2015年6月2日火曜日

再挑戦

後半生を前向きに生きるためにリセット。
41歳無職から再挑戦。

3年前に始めようとして頓挫してしまったアストロバイオロジーをもう一度真剣に考えてみる。
2016年4月に博士研究員として雇用されるためのステップ。

 2015年8月:研究復帰のために必要な準備を完了する
 2015年10月:未発表論文をまとめて再投稿
 2015年12月:現在進行中または新たな研究プロジェクトへの参加

6月中に必要な準備

1.人脈の掘り起こし
 疎遠になってしまった指導教官、研究協力者と連絡を取る

2.現在の関連研究分野の状況を把握する
 光合成
 アストロバイオロジー
 30メーター望遠鏡プロジェクト

3.欠落していた知識の補強
 熱力学、エントロピー
 シミュレーション(Octave)

4.科学者として思考するためのリハビリ
 埋もれていたこのブログを使って思考、記述を訓練する


2012年8月8日水曜日

宇宙と生命

夜空に輝く無数の星を見上げた時、あなたはそのどこかに生命を宿した惑星があると考えますか?

天文学者、宇宙物理学者の多くは、見つけることが可能かどうかは別として、地球以外にも宇宙のどこかに生命が存在するはずだと考えているようです。宇宙の大きさと宇宙を支配する物理法則の厳格さを日々実感している人々にとって、地球だけが全宇宙で唯一の例外だなどということは到底信じられないのだろうと思います。一方で、生物学者の多くは地球外生命の存在に否定的です。肯定的に見る場合でも、それは太陽系内に極めて原始的な生命を想定するだけで、太陽系外に地球と同じように生命にあふれた惑星が存在すると考える生物学者は極めてまれです。奇跡的なまでに精緻に組み上げられた生命の不思議を解明しようと日々格闘している生物学者には、生命の誕生、進化が一度きりの幸運としか思えないのです。無機的に見えるこの広大な宇宙は、実は生命で満ち溢れているのでしょうか?それとも、たった一つの地球を生み出すためにこの広大な宇宙が用意されたのでしょうか?

私はこれまで生物学者として地球上の植物や藻類が行う光合成の研究に携わってきました。

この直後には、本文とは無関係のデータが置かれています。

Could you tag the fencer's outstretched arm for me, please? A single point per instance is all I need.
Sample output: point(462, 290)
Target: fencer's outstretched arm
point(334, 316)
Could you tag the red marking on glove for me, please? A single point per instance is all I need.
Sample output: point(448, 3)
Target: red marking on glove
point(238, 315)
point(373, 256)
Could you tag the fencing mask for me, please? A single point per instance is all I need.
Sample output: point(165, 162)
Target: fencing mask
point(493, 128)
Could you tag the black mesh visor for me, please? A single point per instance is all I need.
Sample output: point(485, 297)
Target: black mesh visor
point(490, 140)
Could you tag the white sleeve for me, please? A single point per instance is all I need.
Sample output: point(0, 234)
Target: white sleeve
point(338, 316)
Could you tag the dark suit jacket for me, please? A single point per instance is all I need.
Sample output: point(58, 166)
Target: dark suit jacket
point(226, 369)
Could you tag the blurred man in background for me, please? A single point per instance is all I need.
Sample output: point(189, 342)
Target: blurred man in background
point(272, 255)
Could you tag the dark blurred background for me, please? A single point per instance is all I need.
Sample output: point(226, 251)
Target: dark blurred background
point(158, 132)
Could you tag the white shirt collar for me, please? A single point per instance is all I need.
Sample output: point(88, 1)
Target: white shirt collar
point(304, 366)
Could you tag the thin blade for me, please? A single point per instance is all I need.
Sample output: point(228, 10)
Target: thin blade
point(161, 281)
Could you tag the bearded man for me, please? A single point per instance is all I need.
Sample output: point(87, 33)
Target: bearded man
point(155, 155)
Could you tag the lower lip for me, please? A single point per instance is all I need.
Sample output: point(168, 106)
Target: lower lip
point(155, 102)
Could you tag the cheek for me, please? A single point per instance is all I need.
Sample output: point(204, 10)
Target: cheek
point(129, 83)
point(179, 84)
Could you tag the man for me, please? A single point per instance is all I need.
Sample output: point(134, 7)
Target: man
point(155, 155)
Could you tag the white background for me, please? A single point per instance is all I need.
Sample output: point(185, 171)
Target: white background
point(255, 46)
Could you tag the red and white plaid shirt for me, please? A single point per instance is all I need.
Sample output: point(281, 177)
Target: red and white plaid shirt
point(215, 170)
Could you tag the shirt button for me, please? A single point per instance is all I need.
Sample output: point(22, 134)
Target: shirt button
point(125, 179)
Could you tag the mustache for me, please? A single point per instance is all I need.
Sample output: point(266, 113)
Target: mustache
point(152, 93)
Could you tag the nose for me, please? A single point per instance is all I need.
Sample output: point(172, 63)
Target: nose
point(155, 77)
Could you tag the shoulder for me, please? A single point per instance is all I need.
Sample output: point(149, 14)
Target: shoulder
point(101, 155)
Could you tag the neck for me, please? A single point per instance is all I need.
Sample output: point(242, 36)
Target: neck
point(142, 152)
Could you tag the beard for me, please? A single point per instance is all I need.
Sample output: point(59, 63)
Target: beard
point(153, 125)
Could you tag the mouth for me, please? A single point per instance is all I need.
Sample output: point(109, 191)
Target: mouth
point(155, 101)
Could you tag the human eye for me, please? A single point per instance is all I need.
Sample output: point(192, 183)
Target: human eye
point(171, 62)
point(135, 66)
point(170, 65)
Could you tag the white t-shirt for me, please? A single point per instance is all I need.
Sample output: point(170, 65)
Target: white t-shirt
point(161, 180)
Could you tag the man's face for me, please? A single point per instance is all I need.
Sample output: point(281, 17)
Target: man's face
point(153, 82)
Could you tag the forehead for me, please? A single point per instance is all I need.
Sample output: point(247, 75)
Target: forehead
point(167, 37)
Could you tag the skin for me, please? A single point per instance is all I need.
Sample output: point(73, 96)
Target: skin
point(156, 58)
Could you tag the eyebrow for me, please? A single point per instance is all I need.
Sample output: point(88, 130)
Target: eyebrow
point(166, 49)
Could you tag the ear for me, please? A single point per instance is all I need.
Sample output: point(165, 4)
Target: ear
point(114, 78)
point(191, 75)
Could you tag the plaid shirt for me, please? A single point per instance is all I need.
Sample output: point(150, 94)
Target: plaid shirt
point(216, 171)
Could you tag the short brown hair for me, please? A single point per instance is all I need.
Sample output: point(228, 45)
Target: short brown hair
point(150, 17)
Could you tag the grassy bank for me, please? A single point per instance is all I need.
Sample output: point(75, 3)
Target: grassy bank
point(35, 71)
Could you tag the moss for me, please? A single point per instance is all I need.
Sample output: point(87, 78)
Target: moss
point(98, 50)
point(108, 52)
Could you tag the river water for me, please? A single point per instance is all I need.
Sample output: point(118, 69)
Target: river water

小さな細胞内のさらに小さな葉緑体の中に解くべき謎は無限に存在し、とても宇宙を見上げる余裕はありませんでした。そこへ国立天文台の方から共同研究のお誘いがありました。現在建設計画中の30m望遠鏡を使って太陽系外の惑星を観測し、生命の痕跡を探そうと持ちかけられました。これはサイエンスなのかSFなのか混乱して返答に困りましたが、宇宙に生命が存在するという仮説を立て、それを観測によって検証できるのですから、確かにサイエンスの体裁を保っています。生命を発見する見込みが高いとは思えませんが、もし発見できたとするならばその成果は計り知れません。何より、宇宙生物学という未踏の地は指をくわえて見過ごすにはあまりにも魅力的に見えました。いるかいないか分からないからこそ調べるのです。

宇宙と生命の話を始めたいと思います。